I'm following the example here to create a variable-length local memory array. The kernel signature is something like this:
__kernel void foo(__global float4* ex_buffer,
int ex_int,
__local void *local_var)
Then I call clSetKernelArg
for the local memory kernel argument as follows:
clSetKernelArg(*kern, 2, sizeof(char) * MaxSharedMem, NULL)
Where MaxSharedMem
is set from querying CL_DEVICE_LOCAL_MEM_SIZE
.
Then inside the kernel I split up the allocated local memory into several arrays and other data structures and use them as I see fit. All of this works fine with AMD (gpu and cpu) and Intel devices.

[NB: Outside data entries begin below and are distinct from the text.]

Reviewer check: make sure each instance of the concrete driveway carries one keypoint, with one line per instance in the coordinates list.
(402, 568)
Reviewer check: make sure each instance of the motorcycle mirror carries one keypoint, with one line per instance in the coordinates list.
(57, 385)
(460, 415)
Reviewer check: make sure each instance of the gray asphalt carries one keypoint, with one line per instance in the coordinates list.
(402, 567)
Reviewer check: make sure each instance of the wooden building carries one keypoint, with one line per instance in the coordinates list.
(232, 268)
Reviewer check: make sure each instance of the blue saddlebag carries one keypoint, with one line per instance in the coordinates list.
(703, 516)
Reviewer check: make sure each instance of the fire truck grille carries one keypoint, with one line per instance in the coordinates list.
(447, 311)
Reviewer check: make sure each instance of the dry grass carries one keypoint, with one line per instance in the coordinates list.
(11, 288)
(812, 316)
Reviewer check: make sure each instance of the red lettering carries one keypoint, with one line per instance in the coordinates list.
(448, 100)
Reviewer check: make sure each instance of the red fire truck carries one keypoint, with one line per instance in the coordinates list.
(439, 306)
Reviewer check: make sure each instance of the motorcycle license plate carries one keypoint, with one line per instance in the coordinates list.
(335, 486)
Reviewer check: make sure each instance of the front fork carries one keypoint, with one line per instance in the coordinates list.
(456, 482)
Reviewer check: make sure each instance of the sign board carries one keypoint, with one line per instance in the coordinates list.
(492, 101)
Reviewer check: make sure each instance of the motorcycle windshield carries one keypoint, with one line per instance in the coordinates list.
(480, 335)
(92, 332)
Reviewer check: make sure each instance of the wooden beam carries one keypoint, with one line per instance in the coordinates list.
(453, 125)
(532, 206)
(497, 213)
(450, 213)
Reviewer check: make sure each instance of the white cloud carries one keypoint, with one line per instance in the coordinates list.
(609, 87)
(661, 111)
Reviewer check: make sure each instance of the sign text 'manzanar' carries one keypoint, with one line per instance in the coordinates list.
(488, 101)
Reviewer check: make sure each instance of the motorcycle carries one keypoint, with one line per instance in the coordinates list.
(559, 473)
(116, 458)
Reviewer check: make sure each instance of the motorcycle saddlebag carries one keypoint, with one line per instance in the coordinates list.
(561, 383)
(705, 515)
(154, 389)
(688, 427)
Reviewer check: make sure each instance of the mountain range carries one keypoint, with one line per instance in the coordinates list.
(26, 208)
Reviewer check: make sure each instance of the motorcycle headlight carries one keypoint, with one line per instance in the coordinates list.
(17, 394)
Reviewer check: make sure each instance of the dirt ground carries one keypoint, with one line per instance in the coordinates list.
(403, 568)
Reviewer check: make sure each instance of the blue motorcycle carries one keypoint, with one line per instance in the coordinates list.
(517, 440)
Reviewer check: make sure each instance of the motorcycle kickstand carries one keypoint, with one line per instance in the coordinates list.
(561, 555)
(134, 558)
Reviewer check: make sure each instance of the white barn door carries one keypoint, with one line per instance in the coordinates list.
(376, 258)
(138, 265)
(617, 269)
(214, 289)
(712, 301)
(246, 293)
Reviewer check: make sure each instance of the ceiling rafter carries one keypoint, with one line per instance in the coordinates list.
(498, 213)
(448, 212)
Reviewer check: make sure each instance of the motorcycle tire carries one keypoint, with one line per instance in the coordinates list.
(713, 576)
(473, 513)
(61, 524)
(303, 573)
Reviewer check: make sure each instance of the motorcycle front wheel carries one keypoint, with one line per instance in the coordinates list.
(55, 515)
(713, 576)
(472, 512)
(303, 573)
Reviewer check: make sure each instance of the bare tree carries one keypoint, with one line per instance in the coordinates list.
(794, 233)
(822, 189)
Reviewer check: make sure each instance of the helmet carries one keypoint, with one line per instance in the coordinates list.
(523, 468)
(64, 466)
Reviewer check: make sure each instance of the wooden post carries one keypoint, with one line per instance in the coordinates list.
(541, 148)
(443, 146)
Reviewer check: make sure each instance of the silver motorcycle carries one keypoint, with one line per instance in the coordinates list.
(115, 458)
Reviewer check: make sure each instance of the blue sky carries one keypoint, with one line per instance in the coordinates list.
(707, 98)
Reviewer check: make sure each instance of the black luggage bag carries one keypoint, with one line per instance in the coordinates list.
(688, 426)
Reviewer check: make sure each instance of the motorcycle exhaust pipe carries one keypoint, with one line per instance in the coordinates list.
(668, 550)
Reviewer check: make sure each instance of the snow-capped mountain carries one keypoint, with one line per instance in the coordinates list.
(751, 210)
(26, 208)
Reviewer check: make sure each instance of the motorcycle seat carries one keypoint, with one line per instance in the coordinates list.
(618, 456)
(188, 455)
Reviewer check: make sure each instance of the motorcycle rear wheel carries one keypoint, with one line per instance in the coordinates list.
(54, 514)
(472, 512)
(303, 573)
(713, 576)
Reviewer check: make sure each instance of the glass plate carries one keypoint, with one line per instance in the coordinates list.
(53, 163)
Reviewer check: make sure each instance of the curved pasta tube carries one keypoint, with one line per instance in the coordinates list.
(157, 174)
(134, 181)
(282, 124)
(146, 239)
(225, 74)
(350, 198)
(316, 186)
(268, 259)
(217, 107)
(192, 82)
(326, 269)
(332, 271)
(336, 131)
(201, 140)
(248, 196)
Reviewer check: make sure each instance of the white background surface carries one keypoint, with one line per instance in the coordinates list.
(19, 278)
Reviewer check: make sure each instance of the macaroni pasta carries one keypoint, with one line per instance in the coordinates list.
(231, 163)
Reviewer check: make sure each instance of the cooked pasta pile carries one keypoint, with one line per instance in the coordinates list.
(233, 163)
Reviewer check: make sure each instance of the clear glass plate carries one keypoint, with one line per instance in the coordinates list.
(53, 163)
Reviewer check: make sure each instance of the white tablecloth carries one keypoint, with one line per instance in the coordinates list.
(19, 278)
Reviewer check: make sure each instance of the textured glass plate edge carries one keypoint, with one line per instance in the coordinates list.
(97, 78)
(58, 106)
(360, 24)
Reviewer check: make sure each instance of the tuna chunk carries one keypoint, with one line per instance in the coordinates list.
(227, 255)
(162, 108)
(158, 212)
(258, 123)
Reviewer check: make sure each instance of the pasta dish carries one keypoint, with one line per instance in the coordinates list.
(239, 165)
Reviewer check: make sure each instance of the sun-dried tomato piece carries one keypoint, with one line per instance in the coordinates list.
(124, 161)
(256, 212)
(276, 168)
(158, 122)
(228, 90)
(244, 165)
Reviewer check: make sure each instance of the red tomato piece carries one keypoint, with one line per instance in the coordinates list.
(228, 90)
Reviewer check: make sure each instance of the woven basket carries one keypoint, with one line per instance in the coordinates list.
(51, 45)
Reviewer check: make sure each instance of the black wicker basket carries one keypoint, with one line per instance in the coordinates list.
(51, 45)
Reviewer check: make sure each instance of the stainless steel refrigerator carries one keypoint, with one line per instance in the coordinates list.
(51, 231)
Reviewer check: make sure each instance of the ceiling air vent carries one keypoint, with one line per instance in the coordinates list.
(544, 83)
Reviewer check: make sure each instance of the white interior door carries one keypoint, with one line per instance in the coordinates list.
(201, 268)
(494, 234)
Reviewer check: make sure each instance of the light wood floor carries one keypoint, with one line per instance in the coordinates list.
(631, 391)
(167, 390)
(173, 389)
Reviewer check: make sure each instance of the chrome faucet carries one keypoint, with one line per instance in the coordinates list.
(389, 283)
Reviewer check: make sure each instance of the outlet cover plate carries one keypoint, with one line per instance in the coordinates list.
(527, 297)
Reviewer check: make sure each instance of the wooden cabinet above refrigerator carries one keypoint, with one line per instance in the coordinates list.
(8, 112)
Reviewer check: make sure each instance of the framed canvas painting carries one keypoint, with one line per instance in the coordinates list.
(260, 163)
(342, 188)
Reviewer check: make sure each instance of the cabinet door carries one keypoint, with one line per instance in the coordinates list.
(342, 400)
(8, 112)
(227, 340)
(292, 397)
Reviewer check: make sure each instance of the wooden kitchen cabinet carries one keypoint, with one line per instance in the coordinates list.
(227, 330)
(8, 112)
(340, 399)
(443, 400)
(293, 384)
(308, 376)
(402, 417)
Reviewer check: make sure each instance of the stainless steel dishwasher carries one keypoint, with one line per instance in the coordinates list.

However, on Nvidia, I get the error CL_INVALID_COMMAND_QUEUE
when I enqueue this kernel and then run clFinish
on the queue.
This is a simple kernel that generates the mentioned error (local work size is 32):
__kernel
void s_Kernel(const unsigned int N, __local void *shared_mem_block )
{
const ushort thread_id = get_local_id(0);
__local double *foo = shared_mem_block;
__local ushort *bar = (__local ushort *) &(foo[1000]);
foo[thread_id] = 0.;
bar[thread_id] = 0;
}
The kernel runs fine if I allocate the same arrays and data structures in local memory statically. Could somebody provide an explanation for this behavior, and/or workarounds?